What if we decided to connect with one person in the congregation we
don’t already know?  What if asked one
more question on a committee so that we truly engaged and understood?  What if we built relationship, over and over;
what if we served like we could trust, like we were changed by the service
itself?
          It
is All Saints weekend in the timing of the Church, in which we celebrate those
who have gone before to their rest, those who have taught us the faith we are
so constantly learning to walk.  Think of
your own saints in your life; who taught you what service looked like?  How? 
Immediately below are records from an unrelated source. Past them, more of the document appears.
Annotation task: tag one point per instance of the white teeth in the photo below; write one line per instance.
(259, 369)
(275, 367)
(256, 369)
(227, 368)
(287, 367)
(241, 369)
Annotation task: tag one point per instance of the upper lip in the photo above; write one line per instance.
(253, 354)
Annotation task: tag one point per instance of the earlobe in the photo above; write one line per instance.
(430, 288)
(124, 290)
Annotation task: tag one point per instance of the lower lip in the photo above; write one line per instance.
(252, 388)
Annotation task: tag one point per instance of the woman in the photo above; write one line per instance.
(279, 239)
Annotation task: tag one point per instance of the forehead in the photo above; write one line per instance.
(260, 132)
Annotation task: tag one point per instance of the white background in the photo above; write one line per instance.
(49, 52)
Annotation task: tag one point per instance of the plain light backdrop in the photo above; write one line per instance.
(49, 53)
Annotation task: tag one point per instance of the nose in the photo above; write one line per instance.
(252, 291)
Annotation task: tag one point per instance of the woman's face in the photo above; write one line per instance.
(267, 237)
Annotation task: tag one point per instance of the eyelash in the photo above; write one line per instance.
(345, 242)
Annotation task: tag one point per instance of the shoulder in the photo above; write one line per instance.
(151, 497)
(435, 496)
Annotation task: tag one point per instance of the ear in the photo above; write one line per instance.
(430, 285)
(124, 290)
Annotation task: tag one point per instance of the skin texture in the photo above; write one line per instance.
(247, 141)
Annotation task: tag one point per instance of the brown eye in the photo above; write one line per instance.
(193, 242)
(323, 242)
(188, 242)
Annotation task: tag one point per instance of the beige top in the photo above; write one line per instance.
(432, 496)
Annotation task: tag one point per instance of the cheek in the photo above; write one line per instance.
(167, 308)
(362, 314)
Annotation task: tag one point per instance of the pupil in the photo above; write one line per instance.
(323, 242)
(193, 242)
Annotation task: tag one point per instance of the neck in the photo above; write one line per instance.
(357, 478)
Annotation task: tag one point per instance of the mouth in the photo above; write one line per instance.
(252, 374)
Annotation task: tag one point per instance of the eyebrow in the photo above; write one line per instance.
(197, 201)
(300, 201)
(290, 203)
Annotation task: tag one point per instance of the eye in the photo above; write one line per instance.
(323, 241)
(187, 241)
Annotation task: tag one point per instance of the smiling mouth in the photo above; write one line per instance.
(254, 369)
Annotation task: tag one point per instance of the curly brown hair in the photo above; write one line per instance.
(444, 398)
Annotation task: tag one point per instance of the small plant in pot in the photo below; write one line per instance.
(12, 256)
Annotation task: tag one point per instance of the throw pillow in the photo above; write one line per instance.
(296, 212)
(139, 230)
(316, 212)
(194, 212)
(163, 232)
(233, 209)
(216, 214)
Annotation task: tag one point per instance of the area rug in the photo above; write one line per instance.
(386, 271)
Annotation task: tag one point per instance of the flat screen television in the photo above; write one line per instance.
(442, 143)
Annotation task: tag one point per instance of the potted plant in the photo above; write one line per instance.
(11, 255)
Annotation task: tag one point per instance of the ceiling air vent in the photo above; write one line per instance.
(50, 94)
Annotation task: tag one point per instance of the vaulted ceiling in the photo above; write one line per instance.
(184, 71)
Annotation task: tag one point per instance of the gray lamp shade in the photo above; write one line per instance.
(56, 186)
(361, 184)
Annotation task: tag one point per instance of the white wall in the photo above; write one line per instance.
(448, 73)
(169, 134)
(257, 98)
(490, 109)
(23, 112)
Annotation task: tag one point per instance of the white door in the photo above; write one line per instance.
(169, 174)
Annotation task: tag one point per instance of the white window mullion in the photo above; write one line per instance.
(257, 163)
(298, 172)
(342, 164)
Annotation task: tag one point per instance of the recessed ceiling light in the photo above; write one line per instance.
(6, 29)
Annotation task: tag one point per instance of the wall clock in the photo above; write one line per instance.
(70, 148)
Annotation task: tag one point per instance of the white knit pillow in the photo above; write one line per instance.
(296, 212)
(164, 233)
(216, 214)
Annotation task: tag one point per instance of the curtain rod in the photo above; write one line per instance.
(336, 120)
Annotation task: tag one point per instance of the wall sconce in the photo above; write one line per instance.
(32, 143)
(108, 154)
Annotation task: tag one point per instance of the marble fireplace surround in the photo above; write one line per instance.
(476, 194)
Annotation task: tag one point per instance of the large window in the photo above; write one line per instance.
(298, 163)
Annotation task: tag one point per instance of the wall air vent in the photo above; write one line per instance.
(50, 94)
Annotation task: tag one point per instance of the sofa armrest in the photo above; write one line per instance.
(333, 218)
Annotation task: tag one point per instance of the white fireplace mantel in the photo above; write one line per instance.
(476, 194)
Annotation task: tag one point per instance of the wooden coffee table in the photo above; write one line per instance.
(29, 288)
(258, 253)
In what ways did you trust them? 
In what ways did they redirect you to the God Who taught them how?  As we welcome new members, how will the Body
that is the Church make space for their service, their gifts that they give of
that connection and hope?
          “Be
strong, and let your heart take courage,” writes the psalmist.  So go out and serve; go, be the people of
faith who build relationships; go, for God goes before you, beside you, behind
you, always and forever holding you safely as Lord, the One Who loves and gives
freely.  Thanks be to God for it.  Amen.
[1]
Bosworth, Joseph. “hláford.” In An Anglo-Saxon Dictionary Online,
edited by Thomas Northcote Toller, Christ Sean, and Ondřej Tichy. Prague:
Faculty of Arts, Charles University, 2014. https://bosworthtoller.com/19179.  See also Hláfweard,
Guardian of the Loaf | Basement Notes and “Bright’s Old English Grammar
& Reader” ed. F. J. Cassidy and Richard Ringler (Holt, Rineheart, and
Winston, Inc., 1971) p. 437.
[2]
Cassidy and Ringler, 437.
[3]
Hamilton, The Walk (Nashville: Abingdon Press, 2022), 70.
[4]
Hamilton, 68.
[5]
The washing of the feet episode is one of the strongest examples of direct
service in John 13.
[9]
Hamilton, 82.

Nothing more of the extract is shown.